Priors in classification

Typically in an astronomical survey, objects of different classes are present in very different proportions. For example, in the Gaia survey, stars outnumber extragalactic objects by a factor of several hundred. When we build a classifier to identify these different classes of object, we must take these different proportions, or class priors, into account.

Any classification model, such as a neural network, random forest, or Gaussian mixture model, has a class prior, even if it is implicit. Often this prior is dictated to some extent by the relative proportions, or class fractions, or the objects of each class in the training data. This is rarely the prior we want, and if we don't actively set it to something appropriate, we will get poor performance. For example, as quasars are very rare, their prior probability must be low, otherwise we will erroneously classify many of the much more common stars as quasars. Simply setting the class fractions in the training data to the class prior is at best inconvenient, as it means we need a lot of stars if we are to have enough quasars. But it is also generally wrong, because the training set frequency influences - but does not normally translate directly into - the classifier's prior. Fortunately, we can overcome this. When using a classifier like a Gaussian mixture model which models likelihoods, it is easy to combine these with a class prior via Bayes' theorem. Even with other models it is often possible to compute its intrinsic prior and then replace this with our desired prior. This we should always do. This now gives us a trained classifier that provides appropriate posterior probabilities (corresponding to our class prior) that are not dictated by the class fractions in the training set.

We always want to test this classifier on a validation data set of objects with known classes. For each object our classifier yields posterior probabilities. We use these to assign a class (e.g. take the largest probability), compute the confusion matrix, then compute the purities and completenesses of the resulting samples. But here we must also be careful. The survey to which we want to apply our classifier (where we do not know the true classes) has a very non-uniform distribution of classes: in our case, stars massively outnumber quasars. We therefore cannot asses the performance of our classifier on a balanced validation data set directly, because this contains far too few potential stellar contaminants, and so would give very optimistic purities. To overcome this, we would naively think we must have a validation set that has representative class fractions (i.e. equal to the prior). This is inconvenient, because we typically need thousands of known quasars to get statistically significant results, but then would need millions of known stars in order to get the right balance. But we don't need to do this. We can instead use any class fractions we like in the validation set, compute the posterior probabilities and assign classes, and then adjust the resulting confusion matrix to reflect the class priors. Exactly how this is done is explained in the last two paragraphs of section 3.4 of Bailer-Jones et al. (2019).
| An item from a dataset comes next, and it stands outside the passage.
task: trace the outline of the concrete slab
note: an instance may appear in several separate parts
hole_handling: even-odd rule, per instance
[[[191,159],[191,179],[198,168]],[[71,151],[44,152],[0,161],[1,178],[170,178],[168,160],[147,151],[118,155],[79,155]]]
Failing to make the above adjustments corresponds to the well-known base rate fallacy. Using the correct prior and modifying the confusion matrix are important. A classifier with equal priors would perform worse on the rare objects than a classifier with appropriate priors, because the former would tend to misclassify many stars as being extragalactic. However, we would not notice this if we erroneously assessed the classifier on a balanced validation data set (equal numbers in each class), because such a validation set has an artificially low fraction of stars, and hence far too few potential contaminants. The classifier would perform worse but appear better. This is demonstrated in Table 1 of of Bailer-Jones et al. (2019).

Coryn Bailer-Jones
May 2022